In CI, developers commit code frequently to a code repository. The code is built frequently. Each build is tested using automated unit tests and integration tests. In CD, code changes are committed to the repository and developed frequently. Builds are deployed to test environments and are tested using automated, and possibly manual, tests. Successful builds pass tests and are deployed to staging or production environments. The following diagram illustrates the impact of CI versus CD in the software development life cycle:

CI/CD

As shown in the preceding diagram, CI refers to building and unit testing stages of the software development life cycle. Every update that is committed in the code repository creates an automated build and test. CD is an essential aspect of CI which extends CI process further to deploy build in production. In CI/CD practices, several people work on the code. They all must use the latest working build for their efforts. Code repositories maintain different versions of the code and also make the code accessible to the team.

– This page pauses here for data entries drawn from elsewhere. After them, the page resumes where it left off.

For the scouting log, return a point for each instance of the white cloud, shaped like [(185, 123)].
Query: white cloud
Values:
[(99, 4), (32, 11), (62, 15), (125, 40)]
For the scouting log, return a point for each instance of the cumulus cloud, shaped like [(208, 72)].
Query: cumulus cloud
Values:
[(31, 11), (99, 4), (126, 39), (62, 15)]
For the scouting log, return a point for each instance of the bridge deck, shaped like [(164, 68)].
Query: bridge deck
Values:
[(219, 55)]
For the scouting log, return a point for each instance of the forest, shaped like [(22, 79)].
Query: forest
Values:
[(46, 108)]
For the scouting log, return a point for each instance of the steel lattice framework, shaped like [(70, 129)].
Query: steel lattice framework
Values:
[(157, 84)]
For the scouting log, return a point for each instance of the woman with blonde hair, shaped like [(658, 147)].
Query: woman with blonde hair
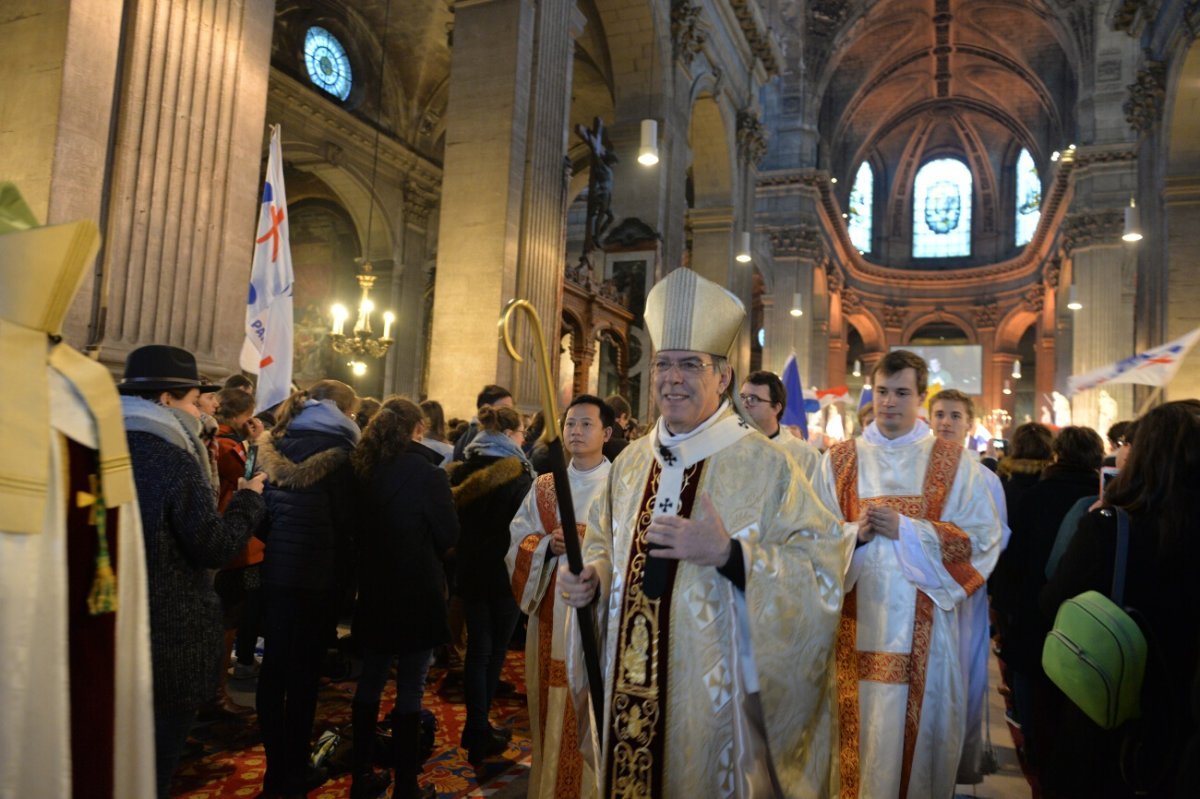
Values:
[(407, 523), (311, 499)]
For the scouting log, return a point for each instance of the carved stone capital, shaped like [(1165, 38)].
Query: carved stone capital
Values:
[(1090, 228), (1147, 92), (1035, 298), (985, 314), (894, 316), (801, 241), (751, 137), (850, 301), (834, 278), (687, 31), (1053, 272)]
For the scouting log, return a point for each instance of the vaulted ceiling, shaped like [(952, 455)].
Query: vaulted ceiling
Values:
[(900, 82)]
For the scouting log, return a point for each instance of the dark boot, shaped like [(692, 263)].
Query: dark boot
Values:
[(365, 781), (406, 738)]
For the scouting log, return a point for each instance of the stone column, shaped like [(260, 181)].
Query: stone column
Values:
[(541, 257), (487, 118), (403, 361), (501, 232), (1181, 217), (185, 194), (1103, 330), (787, 334)]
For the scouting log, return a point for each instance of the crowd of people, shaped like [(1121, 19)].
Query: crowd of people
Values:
[(774, 620)]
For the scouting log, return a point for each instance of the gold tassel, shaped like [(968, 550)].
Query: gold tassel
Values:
[(102, 596)]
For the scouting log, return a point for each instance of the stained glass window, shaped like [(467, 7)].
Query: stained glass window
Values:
[(328, 65), (941, 217), (862, 198), (1029, 198)]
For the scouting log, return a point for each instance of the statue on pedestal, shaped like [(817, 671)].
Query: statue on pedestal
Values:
[(599, 185), (1061, 409)]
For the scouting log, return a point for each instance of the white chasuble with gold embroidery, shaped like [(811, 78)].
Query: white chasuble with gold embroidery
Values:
[(685, 652), (557, 767), (900, 686)]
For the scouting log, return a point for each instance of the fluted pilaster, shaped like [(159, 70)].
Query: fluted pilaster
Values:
[(185, 197)]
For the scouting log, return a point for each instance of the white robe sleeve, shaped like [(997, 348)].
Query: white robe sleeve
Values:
[(951, 559)]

You check out the code from the repository, make your changes or write new code in your local copy, compile and test your code, and then frequently commit your code back to the repository.

CI automates most of the software release process. It creates an automated flow that builds, tests, and then stages the update. However, a developer must trigger the final deployment to a live production environment that is not automated. It expands upon CD by deploying all code changes to a testing environment and/or a production environment after the build stage. If CD is implemented correctly, developers will always have a tested and deployment-ready build.

The concepts in the following diagram illustrate everything related to the automation of an application, from code commits into a code repo, to the deployment pipeline. It shows an end-to-end flow, from build to the production environment where, developer check-in the code changes in code repository which is pulled by CI server. CI server trigger the build to create deployment package with new application binaries and corresponding dependencies. These new binaries are deployed in targeted development or testing environment. Also binaries get check-in into artifact repository for safe version controlled storage:

CI/CD for DevOps

In CI/CD, software development life cycle phases such as code, build, deploy, and test are automated using the DevOps pipeline. The deploy and provision phase needs to be automated using IaC scripts. Monitoring can be automated with various monitoring tools.

A robust CD pipeline also automates the provisioning of infrastructure for testing and production environments and enables monitoring and management of test and production environments. CI/CD provides multiple benefits to the team, such as improving developer productivity by saving time on building, testing, and deployment of code. It helps the dev team to detect and fix bugs quickly and launch feature updates faster in the production environment.

CD does not mean that every change committed by the developer goes into production. Instead, it means that every change is ready to go into production. When the changes are staged and tested in the stage environment, a manual approval process initiates and gives a green signal to deploy to production. Thus, in CD, deploying to production becomes a business decision and is still automated with tools.